A valorização do esporte feminino no Brasil.
Enviada em 03/04/2020
Todos os jogos femininos entraram nas olimpíadas apenas em 2012, em 1900 mulheres competiram pela primeira vez em Paris, no Brasil em 1913, onde houve um evento beneficente. Anos antes mulheres não tinham o direito de participar de campeonatos esportivos. Mesmo com essa entrada as jogadoras ainda não são valorizadas, é inadmissível que ganhem muito menos do que homens nesse ramo, além não serem ouvidas, e muitas vezes desrespeitadas.
Em primeiro lugar, as mulheres desde sempre foram vistas como o sexo frágil, após o início do movimento feminista as coisas mudaram um pouco. Entre 1960 e 1970 leis sobre o assunto foram fundadas, mesmo com essas leis são discriminadas e desvalorizadas em um nível absurdo. Devido a esse preconceito não tem o direito de realizar algumas atividades, após o feminismo conquistaram a igualdade, mas não completa. O futebol por exemplo sempre foi um esporte realizado por homens, visto como brutal de mais para mulheres, por isso a demora pela aceitação feminina.
Em segundo lugar, mesmo com a participação, recebem salário baixo, e raramente recebem patrocínio de marcas, como uma marca de chuteira. A jogadora de futebol Marta Silva, no jogo entre o Brasil e a Austrália, na copa feminina de 2019, entrou em campo chamando atenção com suas chuteiras inteiramente pretas sem nenhum patrocínio, apenas com um degrade de rosa e azul, chuteira da campanha #GolEqual, que defende a igualdade de gêneros no esporte.

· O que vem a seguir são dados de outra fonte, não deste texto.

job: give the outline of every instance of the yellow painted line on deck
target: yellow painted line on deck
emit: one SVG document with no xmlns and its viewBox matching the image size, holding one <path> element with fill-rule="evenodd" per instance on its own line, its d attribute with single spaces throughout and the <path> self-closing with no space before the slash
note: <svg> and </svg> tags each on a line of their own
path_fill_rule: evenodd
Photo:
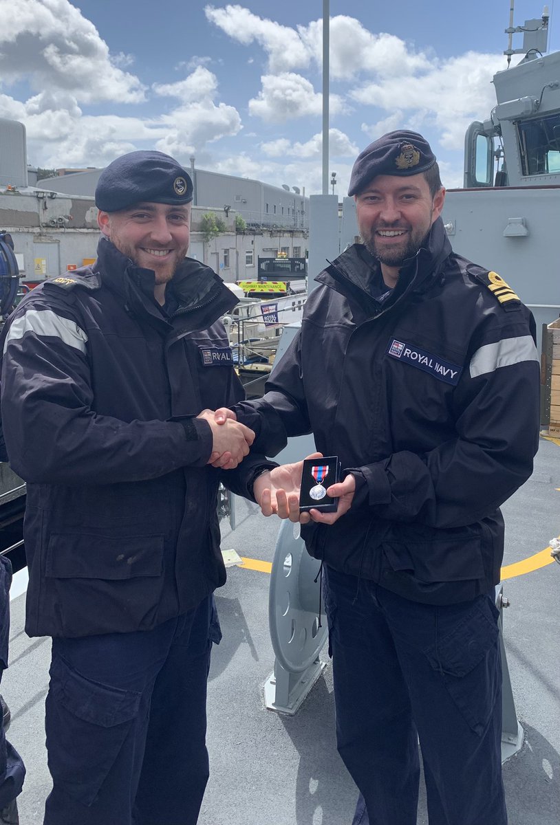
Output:
<svg viewBox="0 0 560 825">
<path fill-rule="evenodd" d="M 244 568 L 245 570 L 258 570 L 259 573 L 271 573 L 273 569 L 273 565 L 271 562 L 263 562 L 260 559 L 245 559 L 244 556 L 241 556 L 241 561 L 243 564 L 238 564 L 238 567 Z"/>
<path fill-rule="evenodd" d="M 534 570 L 539 570 L 546 567 L 547 564 L 553 564 L 554 559 L 550 555 L 550 547 L 545 548 L 539 553 L 524 559 L 520 562 L 514 562 L 513 564 L 506 564 L 501 568 L 501 581 L 506 578 L 515 578 L 515 576 L 524 576 L 526 573 L 533 573 Z"/>
<path fill-rule="evenodd" d="M 515 578 L 516 576 L 524 576 L 525 573 L 533 573 L 534 570 L 540 570 L 541 568 L 552 564 L 554 559 L 550 555 L 550 547 L 546 547 L 543 550 L 540 550 L 520 562 L 506 564 L 501 568 L 501 581 L 505 582 L 507 578 Z M 241 560 L 243 563 L 238 564 L 238 567 L 245 570 L 257 570 L 259 573 L 268 573 L 272 572 L 271 562 L 263 562 L 260 559 L 247 559 L 245 556 L 242 556 Z"/>
</svg>

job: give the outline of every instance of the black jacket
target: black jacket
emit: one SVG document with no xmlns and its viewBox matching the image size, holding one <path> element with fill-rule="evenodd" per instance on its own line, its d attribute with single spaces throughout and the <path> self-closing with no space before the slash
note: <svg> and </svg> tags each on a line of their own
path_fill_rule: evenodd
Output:
<svg viewBox="0 0 560 825">
<path fill-rule="evenodd" d="M 235 409 L 257 449 L 313 432 L 354 472 L 349 512 L 302 528 L 312 555 L 415 601 L 467 600 L 499 581 L 499 507 L 532 472 L 534 323 L 440 219 L 384 303 L 364 285 L 376 266 L 354 245 L 321 272 L 263 398 Z"/>
<path fill-rule="evenodd" d="M 186 259 L 154 299 L 154 272 L 109 241 L 98 258 L 32 290 L 0 339 L 2 415 L 27 482 L 30 635 L 149 629 L 225 581 L 216 491 L 262 466 L 214 469 L 195 417 L 243 398 L 220 317 L 235 304 Z"/>
</svg>

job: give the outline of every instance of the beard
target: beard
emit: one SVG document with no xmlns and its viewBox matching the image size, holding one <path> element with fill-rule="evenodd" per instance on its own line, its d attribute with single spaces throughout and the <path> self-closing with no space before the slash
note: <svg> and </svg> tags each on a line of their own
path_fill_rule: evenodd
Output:
<svg viewBox="0 0 560 825">
<path fill-rule="evenodd" d="M 130 258 L 137 266 L 150 269 L 155 275 L 156 284 L 167 284 L 177 271 L 178 267 L 185 259 L 188 246 L 174 248 L 169 260 L 158 263 L 157 258 L 149 256 L 141 248 L 126 241 L 117 233 L 112 235 L 111 240 L 119 252 Z"/>
<path fill-rule="evenodd" d="M 427 229 L 423 226 L 414 230 L 411 230 L 410 226 L 376 225 L 360 228 L 360 234 L 366 249 L 377 261 L 387 266 L 402 266 L 405 261 L 414 257 L 419 249 L 424 246 L 430 229 L 431 223 Z M 388 244 L 382 243 L 377 238 L 376 231 L 378 229 L 407 229 L 408 231 L 402 238 L 395 238 L 394 243 Z"/>
</svg>

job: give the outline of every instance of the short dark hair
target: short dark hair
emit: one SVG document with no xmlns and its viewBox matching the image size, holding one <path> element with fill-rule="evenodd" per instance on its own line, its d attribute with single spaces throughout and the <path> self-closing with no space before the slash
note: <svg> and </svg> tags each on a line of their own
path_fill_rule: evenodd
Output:
<svg viewBox="0 0 560 825">
<path fill-rule="evenodd" d="M 441 182 L 441 178 L 439 177 L 439 167 L 437 163 L 434 163 L 433 166 L 430 166 L 429 169 L 426 169 L 424 172 L 424 177 L 426 180 L 426 183 L 429 186 L 429 194 L 432 198 L 434 198 L 444 186 Z"/>
</svg>

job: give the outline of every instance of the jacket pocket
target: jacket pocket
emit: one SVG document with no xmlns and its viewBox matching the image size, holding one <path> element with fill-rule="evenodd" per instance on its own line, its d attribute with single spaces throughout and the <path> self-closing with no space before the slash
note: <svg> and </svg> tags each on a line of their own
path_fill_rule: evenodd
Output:
<svg viewBox="0 0 560 825">
<path fill-rule="evenodd" d="M 163 535 L 51 533 L 45 575 L 53 578 L 126 579 L 160 576 Z"/>
<path fill-rule="evenodd" d="M 395 571 L 411 571 L 421 582 L 463 582 L 485 577 L 479 536 L 389 540 L 383 551 Z"/>
<path fill-rule="evenodd" d="M 81 676 L 60 658 L 50 667 L 45 729 L 55 784 L 91 805 L 138 716 L 141 693 Z"/>
<path fill-rule="evenodd" d="M 437 609 L 437 642 L 426 650 L 434 670 L 468 726 L 482 736 L 500 701 L 498 612 L 487 596 L 457 620 L 454 607 Z"/>
<path fill-rule="evenodd" d="M 128 633 L 158 623 L 165 583 L 163 535 L 54 533 L 44 570 L 38 610 L 49 635 Z"/>
</svg>

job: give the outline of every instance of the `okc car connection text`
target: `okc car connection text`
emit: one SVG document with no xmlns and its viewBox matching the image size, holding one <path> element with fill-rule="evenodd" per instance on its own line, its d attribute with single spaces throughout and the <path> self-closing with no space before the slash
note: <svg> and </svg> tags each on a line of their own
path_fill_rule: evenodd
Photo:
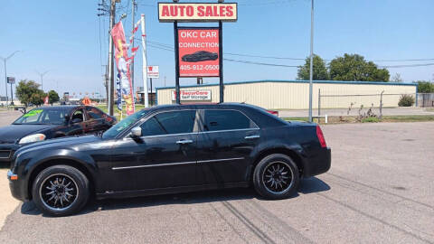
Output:
<svg viewBox="0 0 434 244">
<path fill-rule="evenodd" d="M 179 76 L 218 77 L 219 30 L 179 29 Z"/>
</svg>

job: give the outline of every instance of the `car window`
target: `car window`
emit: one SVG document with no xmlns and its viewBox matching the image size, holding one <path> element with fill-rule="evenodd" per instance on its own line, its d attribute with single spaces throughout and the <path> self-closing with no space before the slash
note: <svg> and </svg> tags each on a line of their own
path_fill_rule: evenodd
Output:
<svg viewBox="0 0 434 244">
<path fill-rule="evenodd" d="M 236 110 L 205 110 L 205 131 L 245 129 L 255 127 L 253 122 Z"/>
<path fill-rule="evenodd" d="M 184 110 L 155 115 L 143 123 L 142 135 L 156 136 L 193 132 L 196 111 Z"/>
<path fill-rule="evenodd" d="M 42 122 L 47 124 L 61 124 L 65 121 L 64 110 L 46 110 L 42 114 Z"/>
<path fill-rule="evenodd" d="M 65 109 L 35 108 L 23 115 L 13 124 L 53 124 L 61 125 L 65 121 Z"/>
<path fill-rule="evenodd" d="M 104 113 L 96 108 L 87 107 L 86 111 L 88 112 L 89 119 L 99 119 L 104 117 Z"/>
</svg>

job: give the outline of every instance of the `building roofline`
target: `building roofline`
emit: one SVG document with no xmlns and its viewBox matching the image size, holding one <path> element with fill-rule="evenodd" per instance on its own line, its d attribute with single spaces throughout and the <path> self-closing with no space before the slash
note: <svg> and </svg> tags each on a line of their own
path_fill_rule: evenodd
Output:
<svg viewBox="0 0 434 244">
<path fill-rule="evenodd" d="M 309 83 L 309 80 L 246 80 L 246 81 L 233 81 L 227 82 L 225 85 L 240 85 L 250 83 Z M 385 85 L 385 86 L 413 86 L 417 87 L 417 83 L 403 83 L 403 82 L 383 82 L 383 81 L 343 81 L 343 80 L 314 80 L 314 84 L 342 84 L 342 85 Z M 203 84 L 203 85 L 186 85 L 181 88 L 203 88 L 219 86 L 219 83 Z M 175 87 L 163 87 L 156 88 L 158 89 L 175 89 Z"/>
</svg>

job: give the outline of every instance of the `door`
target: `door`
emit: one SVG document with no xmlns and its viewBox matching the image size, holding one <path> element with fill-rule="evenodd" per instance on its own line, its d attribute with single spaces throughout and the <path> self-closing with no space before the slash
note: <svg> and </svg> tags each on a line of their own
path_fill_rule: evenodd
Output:
<svg viewBox="0 0 434 244">
<path fill-rule="evenodd" d="M 198 182 L 224 186 L 246 181 L 251 152 L 260 139 L 259 128 L 238 110 L 206 109 L 200 115 Z"/>
<path fill-rule="evenodd" d="M 195 183 L 195 110 L 161 112 L 144 121 L 142 136 L 119 139 L 112 150 L 113 191 Z M 114 179 L 115 180 L 115 179 Z"/>
</svg>

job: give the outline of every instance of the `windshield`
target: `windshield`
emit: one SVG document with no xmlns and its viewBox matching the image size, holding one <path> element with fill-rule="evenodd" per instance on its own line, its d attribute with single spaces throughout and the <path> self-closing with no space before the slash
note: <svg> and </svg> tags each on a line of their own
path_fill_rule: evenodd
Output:
<svg viewBox="0 0 434 244">
<path fill-rule="evenodd" d="M 149 112 L 149 110 L 143 109 L 127 117 L 126 118 L 120 120 L 118 124 L 113 126 L 111 128 L 104 132 L 102 137 L 105 139 L 116 137 L 118 135 L 127 129 L 132 124 L 137 121 L 137 119 L 142 117 L 147 112 Z"/>
<path fill-rule="evenodd" d="M 34 108 L 16 119 L 13 125 L 62 125 L 66 112 L 64 109 Z"/>
</svg>

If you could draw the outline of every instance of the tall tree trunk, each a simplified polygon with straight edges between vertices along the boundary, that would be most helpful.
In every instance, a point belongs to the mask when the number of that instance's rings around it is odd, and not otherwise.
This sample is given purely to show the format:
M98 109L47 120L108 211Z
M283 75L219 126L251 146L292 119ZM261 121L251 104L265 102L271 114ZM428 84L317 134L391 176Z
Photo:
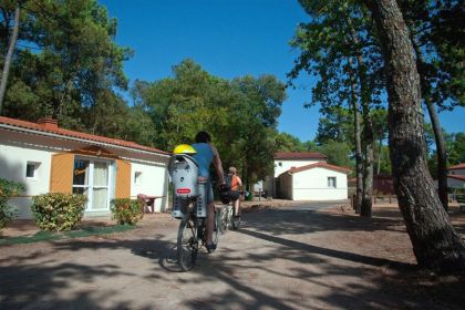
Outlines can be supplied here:
M425 103L427 112L430 114L431 124L433 125L434 140L436 142L437 188L440 194L440 200L443 204L444 209L447 210L447 155L445 149L444 136L441 130L436 108L434 107L434 103L431 102L431 97L425 97Z
M370 106L368 102L362 100L363 115L363 143L364 143L364 161L363 161L363 198L360 215L371 217L373 200L373 123L370 116Z
M448 209L448 197L447 197L447 155L445 148L445 142L443 132L440 125L440 118L437 117L436 108L431 99L431 86L426 80L425 64L423 62L423 55L420 51L415 40L412 39L412 44L416 53L416 66L420 74L420 85L422 95L426 104L427 113L430 114L431 124L434 132L434 141L436 142L436 161L437 161L437 188L440 193L440 199L445 210Z
M356 37L354 37L356 40ZM366 66L361 54L358 56L359 62L359 80L360 80L360 99L362 104L363 117L363 198L360 215L371 217L373 204L373 122L370 115L370 92L366 82Z
M17 3L17 8L14 9L14 25L13 25L13 33L10 37L10 43L8 45L7 56L4 58L3 71L1 73L1 81L0 81L0 114L1 107L3 105L4 92L7 90L8 83L8 74L10 73L11 66L11 59L13 58L14 48L17 45L18 32L19 32L19 20L20 20L20 3Z
M380 131L380 141L378 146L378 166L376 166L376 175L380 175L381 172L381 152L383 151L383 132Z
M360 214L362 209L363 198L363 158L362 158L362 143L360 138L360 118L359 118L359 100L356 96L356 82L354 72L352 71L352 59L349 58L351 65L351 101L353 110L353 138L355 141L355 177L356 177L356 189L355 189L355 213Z
M359 44L359 35L352 27L352 22L348 19L352 40L355 45ZM362 187L362 205L360 215L371 217L372 200L373 200L373 123L370 115L370 100L371 90L366 85L366 66L363 61L361 51L356 51L358 75L360 83L360 102L362 107L363 130L363 187Z
M465 269L465 247L434 190L425 159L420 76L407 27L395 0L365 0L386 64L389 142L399 199L420 266Z

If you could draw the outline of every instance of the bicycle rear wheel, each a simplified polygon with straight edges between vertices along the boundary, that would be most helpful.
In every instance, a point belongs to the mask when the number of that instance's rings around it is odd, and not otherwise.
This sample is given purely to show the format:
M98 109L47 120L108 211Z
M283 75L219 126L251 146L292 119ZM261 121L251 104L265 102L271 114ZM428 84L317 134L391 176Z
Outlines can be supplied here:
M226 234L226 231L229 228L229 210L228 206L223 206L219 210L219 216L217 220L217 226L219 229L219 232Z
M239 229L239 227L240 227L240 211L239 211L238 216L236 216L236 213L232 216L232 228L234 229Z
M219 241L219 225L218 223L220 221L220 211L217 211L215 208L215 225L214 225L214 234L213 234L213 241L216 246L218 246L218 241Z
M177 231L177 261L183 271L193 269L197 254L197 219L188 214L180 220Z

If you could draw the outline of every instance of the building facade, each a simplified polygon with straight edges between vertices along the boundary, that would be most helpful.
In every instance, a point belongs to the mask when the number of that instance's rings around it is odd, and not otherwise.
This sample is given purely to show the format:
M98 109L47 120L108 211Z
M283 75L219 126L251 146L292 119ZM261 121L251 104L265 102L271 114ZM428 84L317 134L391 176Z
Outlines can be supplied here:
M76 193L87 197L85 216L110 214L114 198L157 196L155 210L168 206L169 154L136 143L0 117L0 177L25 185L11 200L20 218L30 218L32 197Z

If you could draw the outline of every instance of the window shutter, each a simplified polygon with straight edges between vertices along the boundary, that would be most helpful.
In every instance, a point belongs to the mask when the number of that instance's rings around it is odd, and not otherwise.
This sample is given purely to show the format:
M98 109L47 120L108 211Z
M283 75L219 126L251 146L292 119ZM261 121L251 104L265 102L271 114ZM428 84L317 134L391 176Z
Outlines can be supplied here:
M116 159L116 188L115 198L131 197L131 164Z
M71 194L73 188L74 154L52 155L50 172L50 193Z

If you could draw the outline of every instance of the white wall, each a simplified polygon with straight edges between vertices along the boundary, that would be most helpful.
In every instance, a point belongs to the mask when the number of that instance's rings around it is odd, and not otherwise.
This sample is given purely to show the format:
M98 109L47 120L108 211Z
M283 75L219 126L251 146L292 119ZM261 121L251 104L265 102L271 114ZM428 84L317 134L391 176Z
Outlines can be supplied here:
M50 188L50 167L52 152L37 148L25 148L25 145L18 146L4 145L0 138L0 177L20 182L25 186L25 192L21 196L10 200L10 204L19 208L19 218L31 218L30 209L31 197L39 194L49 193ZM25 177L28 162L39 163L35 179Z
M447 187L465 188L465 180L447 177Z
M348 198L348 176L344 173L312 168L293 176L293 200L341 200ZM337 188L328 187L328 177L335 177Z
M280 174L289 170L292 167L302 167L307 165L311 165L318 162L324 162L323 159L304 159L304 161L296 161L296 159L275 159L275 177L278 177Z
M141 173L138 184L135 183L135 173ZM131 163L131 197L135 198L138 194L148 196L164 196L155 199L155 211L168 208L168 173L166 166L159 164Z
M465 169L452 169L452 170L448 170L448 174L451 174L451 175L465 175Z
M76 143L0 130L0 177L20 182L25 185L27 189L22 194L24 197L16 197L10 200L12 206L19 208L19 218L32 217L30 210L32 196L49 193L52 155L71 149L80 149L90 145L92 143ZM155 205L157 211L165 210L168 206L168 198L166 197L168 188L166 169L168 157L140 153L136 149L120 151L111 148L111 146L107 149L132 164L131 196L135 198L141 193L151 196L165 196L156 199ZM25 178L28 162L40 163L37 179ZM140 170L143 174L142 183L138 187L134 186L135 170Z

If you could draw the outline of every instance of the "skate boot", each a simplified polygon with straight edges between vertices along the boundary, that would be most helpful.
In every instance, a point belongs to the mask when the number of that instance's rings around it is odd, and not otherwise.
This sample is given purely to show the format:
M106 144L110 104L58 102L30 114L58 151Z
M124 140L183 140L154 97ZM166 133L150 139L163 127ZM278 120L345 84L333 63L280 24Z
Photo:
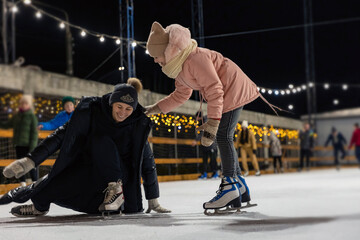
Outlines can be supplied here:
M105 198L104 202L99 206L99 211L104 216L105 213L108 215L111 212L117 212L121 210L124 205L124 194L122 189L122 181L108 183L108 187L104 190Z
M239 194L238 182L233 177L223 177L216 196L203 205L205 215L220 215L226 213L240 212L241 196ZM221 208L226 207L225 210ZM209 210L214 212L209 212Z
M250 203L250 189L246 184L245 178L243 178L241 175L236 176L236 179L238 181L238 188L239 192L241 194L241 202L247 203L245 206L242 206L241 208L248 208L248 207L255 207L257 204Z
M39 211L34 207L34 204L20 205L13 207L10 213L16 217L40 217L47 214L49 211Z

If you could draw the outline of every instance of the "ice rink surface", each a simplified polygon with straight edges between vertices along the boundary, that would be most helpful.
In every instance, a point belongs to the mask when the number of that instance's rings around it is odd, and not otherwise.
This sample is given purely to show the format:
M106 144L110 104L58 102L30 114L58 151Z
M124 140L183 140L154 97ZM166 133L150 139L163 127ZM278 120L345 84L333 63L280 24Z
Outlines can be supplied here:
M220 180L160 183L170 214L103 219L51 205L48 215L16 218L0 206L0 240L36 239L360 239L360 169L249 176L253 203L242 214L205 216ZM144 208L147 207L145 202Z

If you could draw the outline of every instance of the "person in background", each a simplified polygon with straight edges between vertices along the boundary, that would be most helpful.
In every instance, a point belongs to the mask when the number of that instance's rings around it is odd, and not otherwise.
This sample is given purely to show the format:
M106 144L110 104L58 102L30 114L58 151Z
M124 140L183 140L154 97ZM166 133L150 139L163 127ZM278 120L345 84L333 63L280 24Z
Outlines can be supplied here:
M252 131L248 129L248 121L244 120L241 123L242 131L239 134L239 137L237 138L236 145L240 147L240 153L241 153L241 162L244 169L244 176L249 175L249 166L247 164L247 155L249 155L249 158L251 159L251 162L253 164L253 167L255 169L255 175L260 176L260 168L259 163L256 158L256 139L255 135Z
M344 159L346 156L346 152L344 150L344 145L346 144L346 139L344 138L344 136L341 134L341 132L338 132L336 130L335 127L333 127L331 129L331 133L329 135L329 137L327 138L326 142L325 142L325 147L327 147L327 145L329 143L332 143L333 148L334 148L334 159L335 159L335 166L336 169L339 170L340 169L340 163L339 163L339 159L338 159L338 152L341 152L341 159Z
M3 170L7 178L19 177L60 150L50 173L10 190L0 204L31 199L32 204L11 209L17 217L43 216L51 203L88 214L138 213L144 210L142 179L147 212L170 212L158 202L156 165L147 141L153 124L138 104L141 89L140 80L130 78L102 97L84 98L69 122Z
M349 150L351 149L351 147L353 145L355 145L355 156L356 156L356 159L358 160L359 166L360 166L360 128L359 128L359 123L354 124L354 132L351 137Z
M207 116L202 116L202 111L199 111L196 113L196 117L202 119L202 122L206 122L207 121ZM202 131L196 131L195 135L196 135L196 140L194 140L193 146L196 145L197 141L200 141L200 139L203 136L203 132ZM216 162L216 158L217 158L217 143L216 140L214 141L213 144L211 144L210 146L206 147L203 145L200 145L200 150L202 152L202 156L203 156L203 164L202 164L202 175L199 177L199 179L207 179L207 171L208 171L208 158L210 157L210 170L212 172L211 178L212 179L217 179L219 178L219 174L218 174L218 166L217 166L217 162Z
M304 129L299 133L300 139L300 166L298 171L302 171L304 167L304 158L306 158L305 167L310 169L310 156L314 149L314 131L310 129L310 124L305 123Z
M23 158L31 152L38 143L38 131L36 129L37 119L33 112L33 97L23 95L20 98L18 112L7 122L0 122L0 128L13 128L13 143L16 158ZM36 168L31 168L30 177L32 181L38 179ZM25 176L19 178L21 186L26 185Z
M64 111L59 112L52 120L48 122L40 122L38 130L55 130L70 120L75 109L74 98L70 96L63 97L62 105Z
M281 160L281 142L274 132L270 133L270 152L273 157L274 173L278 173L277 162L279 162L280 172L284 172Z

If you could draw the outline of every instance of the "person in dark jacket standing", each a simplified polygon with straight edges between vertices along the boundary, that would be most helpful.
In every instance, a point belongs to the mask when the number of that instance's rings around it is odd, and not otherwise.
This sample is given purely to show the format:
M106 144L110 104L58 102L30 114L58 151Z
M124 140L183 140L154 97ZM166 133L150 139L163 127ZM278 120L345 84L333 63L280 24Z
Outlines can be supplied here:
M70 120L75 109L75 99L71 96L63 97L62 105L64 111L59 112L48 122L40 122L38 126L39 130L55 130Z
M360 164L360 128L359 128L359 123L355 123L354 124L354 132L353 135L351 137L351 141L350 141L350 145L349 145L349 150L351 149L351 147L355 145L355 156Z
M336 130L336 128L333 127L331 129L331 134L329 135L329 137L327 138L327 140L325 142L325 147L327 147L327 145L330 142L332 143L333 148L334 148L335 166L336 166L336 169L339 170L340 169L340 163L339 163L339 159L338 159L338 152L340 151L340 153L341 153L341 159L344 159L345 156L346 156L346 152L344 150L344 145L343 144L346 144L346 139L341 134L341 132L338 132Z
M3 174L19 177L60 149L51 172L33 185L11 190L0 204L31 199L33 204L11 209L15 216L44 215L50 203L89 214L122 208L137 213L143 211L142 177L147 212L169 212L157 200L156 166L147 141L152 123L138 104L141 89L140 80L131 78L112 93L83 99L69 122Z
M38 142L36 129L37 119L33 112L33 98L31 95L23 95L19 102L19 112L9 121L0 123L0 128L13 128L13 143L15 145L16 158L25 157L34 150ZM30 170L32 181L38 179L37 169ZM25 176L19 178L21 186L26 186Z
M304 158L306 158L305 167L307 170L310 168L310 156L314 149L314 132L310 129L310 124L305 123L303 131L300 131L300 167L299 171L302 171L304 167Z

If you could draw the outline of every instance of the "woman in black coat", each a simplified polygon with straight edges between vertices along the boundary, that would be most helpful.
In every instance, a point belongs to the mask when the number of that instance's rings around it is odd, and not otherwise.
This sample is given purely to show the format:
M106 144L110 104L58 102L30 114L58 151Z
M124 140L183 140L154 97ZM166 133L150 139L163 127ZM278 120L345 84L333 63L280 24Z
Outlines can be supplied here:
M31 199L33 204L11 210L15 216L44 215L50 203L89 214L142 212L142 178L147 212L169 212L157 201L156 166L147 141L152 123L138 104L141 89L140 81L131 78L112 93L84 98L68 123L3 174L18 178L60 149L51 172L32 185L11 190L0 204Z

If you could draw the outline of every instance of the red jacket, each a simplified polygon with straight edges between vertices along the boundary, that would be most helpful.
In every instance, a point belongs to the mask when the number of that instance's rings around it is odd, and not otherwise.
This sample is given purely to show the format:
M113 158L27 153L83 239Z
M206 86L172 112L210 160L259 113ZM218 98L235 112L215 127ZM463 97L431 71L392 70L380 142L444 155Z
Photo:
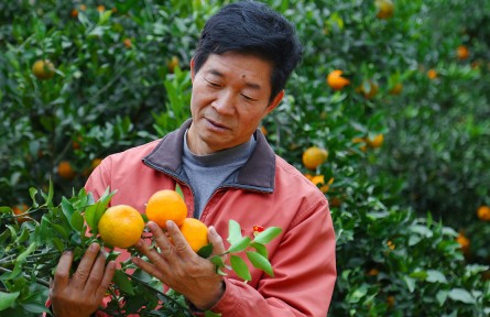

Portanto deve-se sempre lutar por mais respeito as mulheres no esporte, interferindo na pouca quantidade de jogos femininos. Um meio de fazer isso acontecer é realizar campanhas na televisão, nos jornais, ou no campo mesmo como Marta fez, realizadas por jogadoras, e outas mulheres, todas devem lutar pelos seus direitos. Fazer o melhor para as gerações futuras de jogadoras.